# The Algorithm that Runs the World Can Now Run More of It

The most important algorithm, used for optimizing almost everything, is linear programming. New advances allow linear programming problems to be solved faster using the new commercial parallel simplex solver. comments
By Qi Huangfu, June 13, 2014.

“The algorithm that runs the world” said the cover story of a 2012 issue of the New Scientist Magazine. And yes, it was talking about the simplex algorithm. This topic is back in the news due to a major advance in the speed of the simplex algorithm as delivered by a commercial solution. The algorithm can now solve massive problems much more efficiently, frequently twice as fast as was previously possible.

Frankly, it is optimization that runs the world. By and large, running the modern world requires making many kinds of decisions: governments make decisions to allocate finite resources to advance society; companies make decisions to invest limited capital to generate more profit; and we all make personal decisions to spend our limited time on meaningful activities. This decision-making can take infinite forms. But to a mathematician, all decisions can be represented by mathematical models -- the allocation and limitation of the resources are regarded as variables and constraints, while the outcome is described by an objective function.

With this model ready, the next step is to solve it to optimality by identifying the decision that leads to the best possible outcome. The solution technique is called mathematical programming, or optimization. The simplex algorithm is at the very core of most optimization techniques. You could say the simplex algorithm runs the optimization world. It is either used to directly solve the relatively straightforward linear programming (LP) problems, or applied ubiquitously inside other more complicated optimization techniques.

The simplex algorithm is an iterative algorithm for solving LP problems. The concept of LP can be illustrated by a small two-variable example in Figure 1. Here, we want to maximize a linear function (which could be the profit of investments) within the feasible region given by the linear constraints (which could be limitations of available resources). To solve such a simple example, one can draw its graphic representation and then easily use a pen or pencil to sweep through (pointing to the correct direction) the feasible region, until reaching the optimal extreme point. To solve the same problem using the simplex algorithm, the fundamental idea is still the same.
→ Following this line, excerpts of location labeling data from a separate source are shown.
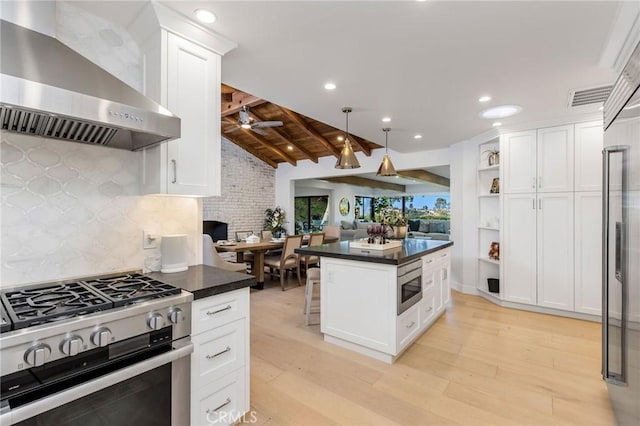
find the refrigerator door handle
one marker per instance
(620, 263)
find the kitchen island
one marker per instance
(377, 302)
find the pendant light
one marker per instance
(347, 159)
(386, 167)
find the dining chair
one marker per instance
(314, 240)
(242, 235)
(287, 261)
(212, 258)
(313, 279)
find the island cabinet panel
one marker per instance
(359, 302)
(220, 358)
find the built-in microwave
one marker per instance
(409, 285)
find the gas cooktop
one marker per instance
(51, 302)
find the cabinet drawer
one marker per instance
(218, 352)
(408, 326)
(218, 310)
(222, 402)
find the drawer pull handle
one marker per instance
(215, 410)
(219, 353)
(219, 310)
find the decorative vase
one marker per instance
(401, 231)
(494, 158)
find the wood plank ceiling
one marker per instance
(299, 138)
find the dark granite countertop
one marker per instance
(204, 281)
(412, 248)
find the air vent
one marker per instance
(39, 124)
(594, 95)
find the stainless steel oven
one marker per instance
(127, 363)
(409, 285)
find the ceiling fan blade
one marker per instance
(259, 131)
(268, 124)
(244, 116)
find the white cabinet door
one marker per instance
(189, 86)
(518, 152)
(518, 248)
(555, 159)
(193, 81)
(588, 156)
(588, 252)
(555, 250)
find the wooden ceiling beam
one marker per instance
(252, 151)
(264, 142)
(309, 130)
(281, 135)
(238, 100)
(359, 143)
(370, 183)
(425, 176)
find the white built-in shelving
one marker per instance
(489, 208)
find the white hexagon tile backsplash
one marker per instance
(71, 210)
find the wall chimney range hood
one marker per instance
(50, 90)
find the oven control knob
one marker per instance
(176, 315)
(101, 337)
(71, 345)
(37, 354)
(155, 321)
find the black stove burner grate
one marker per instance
(5, 324)
(131, 288)
(41, 304)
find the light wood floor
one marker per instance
(479, 364)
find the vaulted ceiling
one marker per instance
(299, 137)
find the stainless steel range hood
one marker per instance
(49, 90)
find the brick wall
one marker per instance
(248, 188)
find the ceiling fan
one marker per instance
(247, 122)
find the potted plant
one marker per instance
(396, 221)
(274, 220)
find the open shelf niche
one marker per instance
(489, 215)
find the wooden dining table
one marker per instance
(258, 249)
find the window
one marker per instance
(311, 213)
(431, 206)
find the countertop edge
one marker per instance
(337, 250)
(205, 281)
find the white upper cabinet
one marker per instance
(518, 152)
(538, 161)
(555, 159)
(182, 72)
(588, 147)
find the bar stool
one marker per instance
(313, 277)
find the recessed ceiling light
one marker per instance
(501, 111)
(205, 16)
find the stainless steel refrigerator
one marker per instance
(621, 245)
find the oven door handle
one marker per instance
(52, 401)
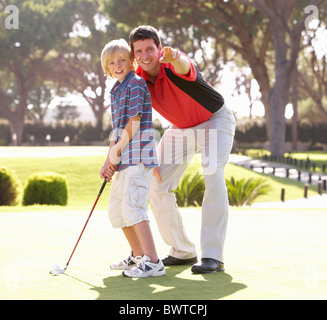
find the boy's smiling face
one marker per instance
(119, 66)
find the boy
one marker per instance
(132, 154)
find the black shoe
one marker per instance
(171, 261)
(208, 265)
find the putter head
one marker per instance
(56, 270)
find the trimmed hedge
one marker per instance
(10, 188)
(46, 188)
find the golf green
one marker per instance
(269, 254)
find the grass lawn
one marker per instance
(269, 253)
(81, 167)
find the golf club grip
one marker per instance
(102, 187)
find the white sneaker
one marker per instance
(146, 268)
(126, 264)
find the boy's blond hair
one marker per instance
(111, 49)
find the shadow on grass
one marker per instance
(178, 284)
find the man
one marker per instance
(199, 118)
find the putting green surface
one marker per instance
(269, 254)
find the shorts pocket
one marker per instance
(138, 192)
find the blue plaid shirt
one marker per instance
(128, 99)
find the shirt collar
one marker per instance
(122, 86)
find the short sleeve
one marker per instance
(136, 99)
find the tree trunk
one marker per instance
(295, 113)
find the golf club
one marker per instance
(56, 269)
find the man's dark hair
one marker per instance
(143, 33)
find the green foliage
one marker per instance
(190, 190)
(245, 191)
(46, 188)
(9, 188)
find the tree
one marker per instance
(23, 52)
(266, 34)
(313, 70)
(80, 67)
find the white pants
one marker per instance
(175, 151)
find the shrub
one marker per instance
(190, 190)
(244, 192)
(10, 188)
(45, 188)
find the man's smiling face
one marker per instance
(147, 55)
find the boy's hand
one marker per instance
(114, 157)
(170, 55)
(107, 172)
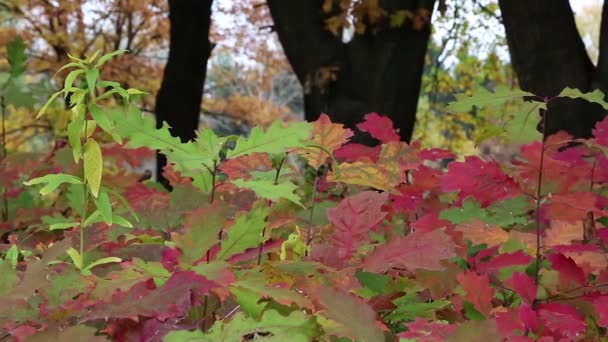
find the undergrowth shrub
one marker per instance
(295, 234)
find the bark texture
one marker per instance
(377, 71)
(178, 101)
(548, 54)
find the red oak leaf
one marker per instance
(484, 181)
(572, 207)
(421, 330)
(562, 320)
(529, 317)
(417, 250)
(479, 292)
(430, 222)
(600, 132)
(435, 154)
(504, 260)
(509, 323)
(354, 218)
(568, 270)
(379, 127)
(523, 285)
(328, 135)
(356, 152)
(601, 307)
(557, 173)
(173, 299)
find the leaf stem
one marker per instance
(539, 194)
(4, 154)
(85, 197)
(312, 209)
(275, 182)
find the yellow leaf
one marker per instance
(93, 166)
(366, 174)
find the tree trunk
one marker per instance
(548, 55)
(377, 71)
(179, 99)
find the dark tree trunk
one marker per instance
(378, 71)
(179, 99)
(548, 55)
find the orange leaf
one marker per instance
(327, 134)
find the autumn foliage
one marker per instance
(295, 234)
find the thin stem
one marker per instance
(3, 105)
(539, 194)
(4, 154)
(276, 181)
(312, 210)
(592, 174)
(86, 196)
(219, 239)
(205, 305)
(213, 177)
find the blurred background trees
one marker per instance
(249, 81)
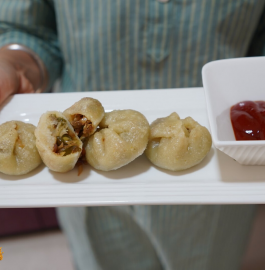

The difference is that, rather than sweep through to the optimal point in a single shot, the simplex algorithm walks along the boundary of the feasible region, moving from one vertex to a more profitable one, until reaching the optimal vertex. Solving the same problem using the simplex algorithm is illustrated in Figure 2. Although it is convenient enough to solve trivial problems (up to 3 variables with a 3 dimensional graph) with pen or pencil, for anything larger than that, we need the simplex algorithm. As a matter of fact, nowadays, LP problems often consist of millions of variables that require an efficient simplex implementation.

While the theory behind the simplex algorithm is relatively simple, how to efficiently implement it in practice is more complex and has long been a major topic for research. Looking back at how the theory evolved since its introduction by George Dantzig in the 1940s,  new ground-breaking research has been published roughly every decade, with the latest one being Hall and McKinnon’s hyper-sparsity algorithm in the first decade of the 21st Century. The simplex world has been relatively quiet since that publication, as if hyper-sparsity was the final brick to the well-polished simplex building.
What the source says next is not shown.